Alcaraz-Shelton: los juegos de resto son la clave para el estadounidense

AnalisiSep 84 min
Alcaraz-Shelton: los juegos de resto son la clave para el estadounidense

Ben Shelton superó a Stefanos Tsitsipas 6-2, 6-3, 6-4 sin conceder ni una bola de break, y esa es la parte de su juego que no necesita ajustes. Esta noche la cuenta se hace del otro lado de la pista. Para ganar un cuarto de final al mejor de cinco sets contra Carlos Alcaraz hacen falta tres o cuatro juegos de resto arrancados a un jugador que en la ronda anterior, contra Tommy Paul, cedió el servicio una vez en quince turnos de saque. El servicio mantiene a Shelton dentro del partido. El resto decide si lo gana.

Cero bolas de break concedidas: el servicio es la parte ya resuelta

Contra Tsitsipas, Shelton ganó el 84% de los puntos con el primer servicio y el 74% con el segundo, con doce aces en una hora y cincuenta y dos minutos. Ninguna bola de break concedida, el turno de servicio más limpio de su torneo.

La palanca es la zurda. El slice abierto en el lado de la ventaja saca al diestro fuera de la pista en el revés, y en el cemento de Flushing Meadows esa trayectoria se escapa en vez de quedarse baja. Es el patrón que le permitió cerrar el partido con Tsitsipas sin llegar nunca a la ventaja en un momento peligroso.

El problema es que Alcaraz no necesita restar bien cada primer servicio. Le basta un juego por set.

Catorce bolas de break en quince turnos: el motor de Alcaraz

Contra Tommy Paul, que sostiene bien su saque, Alcaraz se construyó catorce bolas de break y convirtió cuatro. La conversión es mediocre, la producción no: catorce ocasiones en tres sets significa llegar a la ventaja en casi todos los turnos de resto. El martes ese volumen bajará, porque el servicio de Shelton es de otra categoría respecto al de Paul. Pero el margen de Alcaraz está en la otra mitad del marcador: llegó a cuartos perdiendo un solo set, el primero contra Jaime Faria en segunda ronda, con once victorias consecutivas en este torneo y dieciocho en Slams sobre pista dura.

El segundo dato de ese partido cuenta todavía más: 23 puntos ganados de 29 subidas a la red. Contra un zurdo que golpea a esa velocidad, Alcaraz ya demostró que prefiere cerrar el punto antes de tener que defenderlo. Si Shelton deja bolas cortas al centro con el segundo servicio, el cuarto de final dura tres sets.

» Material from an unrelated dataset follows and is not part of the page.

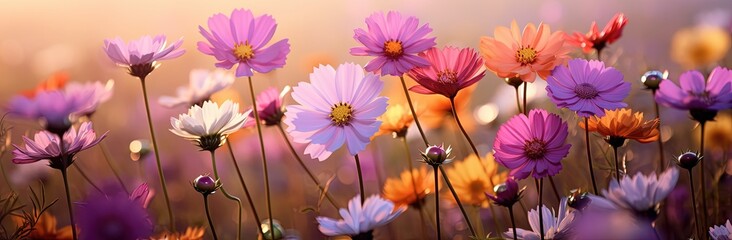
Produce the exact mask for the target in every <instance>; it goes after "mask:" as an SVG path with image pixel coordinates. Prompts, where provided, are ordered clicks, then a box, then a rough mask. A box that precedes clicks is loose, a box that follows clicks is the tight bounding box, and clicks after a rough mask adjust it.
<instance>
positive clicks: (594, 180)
mask: <svg viewBox="0 0 732 240" xmlns="http://www.w3.org/2000/svg"><path fill="white" fill-rule="evenodd" d="M589 122H590V120H589V117H586V118H585V145H586V146H587V163H588V164H589V165H590V178H591V179H592V190H593V191H594V192H593V193H594V194H595V195H597V193H598V191H597V183H596V182H595V170H594V167H592V150H591V148H592V146H590V130H587V128H589V126H590V123H589ZM540 215H541V214H540Z"/></svg>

El número que Shelton debe mover

Los precedentes dicen 3-0 para Alcaraz, y el tercero es el que pesa: octavos de Roland Garros 2025, 7-6(8), 6-3, 4-6, 6-4, con Shelton que tuvo tres set points en el tie-break de apertura y un set ganado. Era tierra batida, la superficie donde su servicio vale menos que en cualquier otra. En Nueva York ese margen se traslada a su favor.

Queda el agujero en sus juegos de resto: contra los segundos servicios de Alcaraz no basta con devolver profundo. Para romper la inercia debe adelantarse dentro de la pista y atacar de derecha paralela, aceptando algún error no forzado de más. La versión conservadora de ese juego, bola devuelta profunda al centro, le regala a Alcaraz justo el intercambio neutro desde el fondo que maneja con más margen.

Alcaraz parte como claro favorito: juega mejor, resta mejor y tiene el plan B en la red. La condición que puede cambiar el pronóstico es física, no táctica. Alcaraz volvió tras cuatro meses y medio de parón por la muñeca derecha y este es su primer torneo: el set cedido ante Faria es el único momento en que se vio obligado a jugar largo, así que nadie sabe cómo aguanta la cuarta hora de juego en sesión nocturna.

La señal a vigilar es el conteo de tie-breaks. Si Shelton gana dos y lleva el partido al cuarto set con el saque todavía intacto, el pronóstico salta y el favorito pasa a ser él.